Diane Burko with her work Waters: Glaciers and Bucks, 2007–2011. (Conrad Erb)
The helicopter hovered over mountains of rock that pierce the surrounding ice. Pressing against the frame of the viewfinder, Diane Burko focused her lens on a well-known geological formation. Thousands of feet below flowed Glacier National Park’s Grinnell Glacier, first photographed in the mid-19th century. The glacier’s retreat has been documented through photography since 1938. Burko encountered the glacier in 2010.
“I became totally taken by geological phenomena about monumental landscapes—landscapes that speak about time, that speak about history, and that speak about the planet,” says Burko, an artist whose work is featured in the Museum at CHF’s exhibit Sensing Change. For Burko that moment was an epiphany, one that changed the sources of her inspiration. “I could no longer make a landscape just because it was beautiful.”

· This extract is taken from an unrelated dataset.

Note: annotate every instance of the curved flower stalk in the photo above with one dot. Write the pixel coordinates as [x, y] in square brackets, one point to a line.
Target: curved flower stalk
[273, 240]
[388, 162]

After digging through books on glaciology and maps from the U.S. Geological Survey, Burko was pulled into the scientific questions surrounding the melting glaciers she had observed through her camera lens. She found herself working closely with scientists specializing in glacial formations.
Her art is informed by science—and Burko uses her work openly as a tool of activism—but she does more than place scientific findings in a visual context. Her research challenges her creative process: “How do [I] think about this? How can I communicate this? How can I make it into a painting?”
Where science strives for total objectivity, Burko’s images embrace subjectivity and romanticism. “Yes, I do want to communicate these [scientific] issues, but I am not a scientist; I am an artist,” she says. “What do you do as an artist, as opposed to what you do as a scientist, and how do you deliver information? I’m delivering information, but I’m also talking to you about my work.”